Four Lego minifigures are going to take a experience across the moon.
The characters “Kate” and “Kyle” from Lego Education’s SPIKE Prime system, in addition to “Julia” and “Sebastian” from the Lego City toy line, will experience as tiny crewmembers on NASA’s Artemis 1 mission launching in February 2022.
The Artemis 1 mission will check company’s new Space Launch System megarocket and its Orion spacecraft on a visit across the moon, with the quartet of minifigures becoming a member of a crew of human avatars together with a “Moonikin” and vest-wearing “dummies.”
The minifigures additionally star within the educationally targeted “Build to Launch: A STEAM Exploration Series,” obtainable now on the Lego Education website for fogeys, educators and college students. The sequence contains 10 weeks of digital content material about space and associated matters in STEAM (science, expertise, engineering, artwork and arithmetic.)
Just like several astronauts, the minifigures even have a set of six floor controllers that may assist the spaceflyers. “Each Space Team minifigure represents a real-life counterpart, such as a command pilot Kate and mission specialist Kyle, to help students better understand the diverse roles, backgrounds, and skillsets within the Artemis I team,” Lego Education said in a statement Monday (Nov. 8).
“Each minifigure will host episodes featuring their NASA counterpart, as well as interact with students and teachers who submit questions and share their learning experiences on social media using #BuildtoLaunch,” Lego Education added.

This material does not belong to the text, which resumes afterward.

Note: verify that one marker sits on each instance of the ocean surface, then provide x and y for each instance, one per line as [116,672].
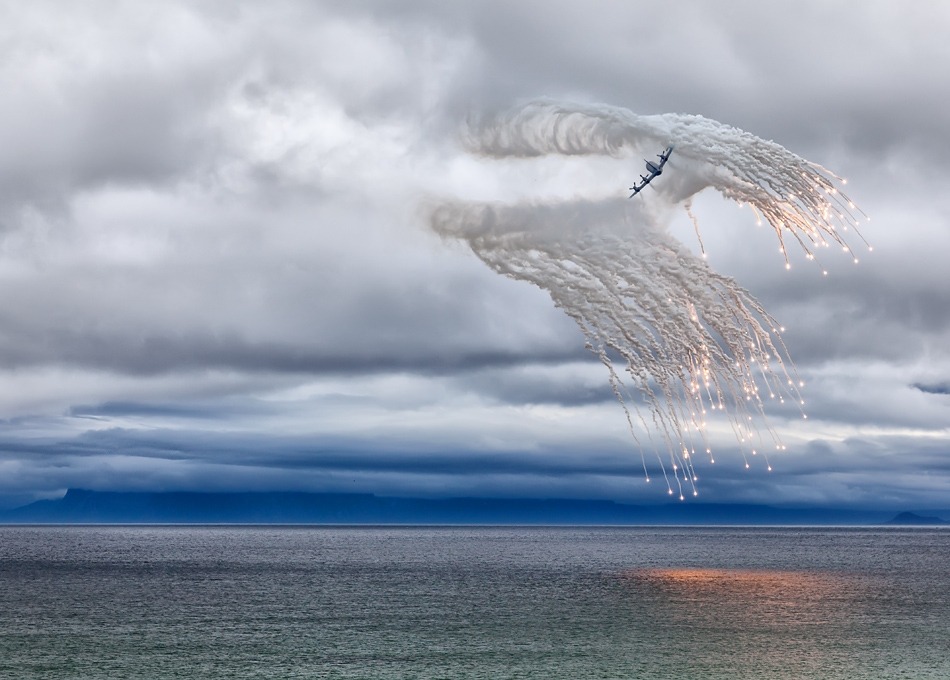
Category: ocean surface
[449,602]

Lego is a long-time supplier of initiatives and minifigurines primarily based on real-life NASA missions, together with a number of generations of space shuttles and Mars rovers for teenagers, and a rising set of adult-style Lego builds that includes iconic {hardware} just like the Hubble Space Telescope, the Discovery space shuttle, the Saturn V that took Apollo 11 to the moon, and the Apollo 11 Eagle lander.
In 2019, upon the fiftieth anniversary of the Apollo 11 mission, NASA launched a short guidebook to varied collaborations between Lego and the company way back to the Nineties. “NASA and the LEGO Group have a long history of collaboration on projects that engage children and adults alike to encourage interest in STEM fields and space exploration,” the company stated on the time.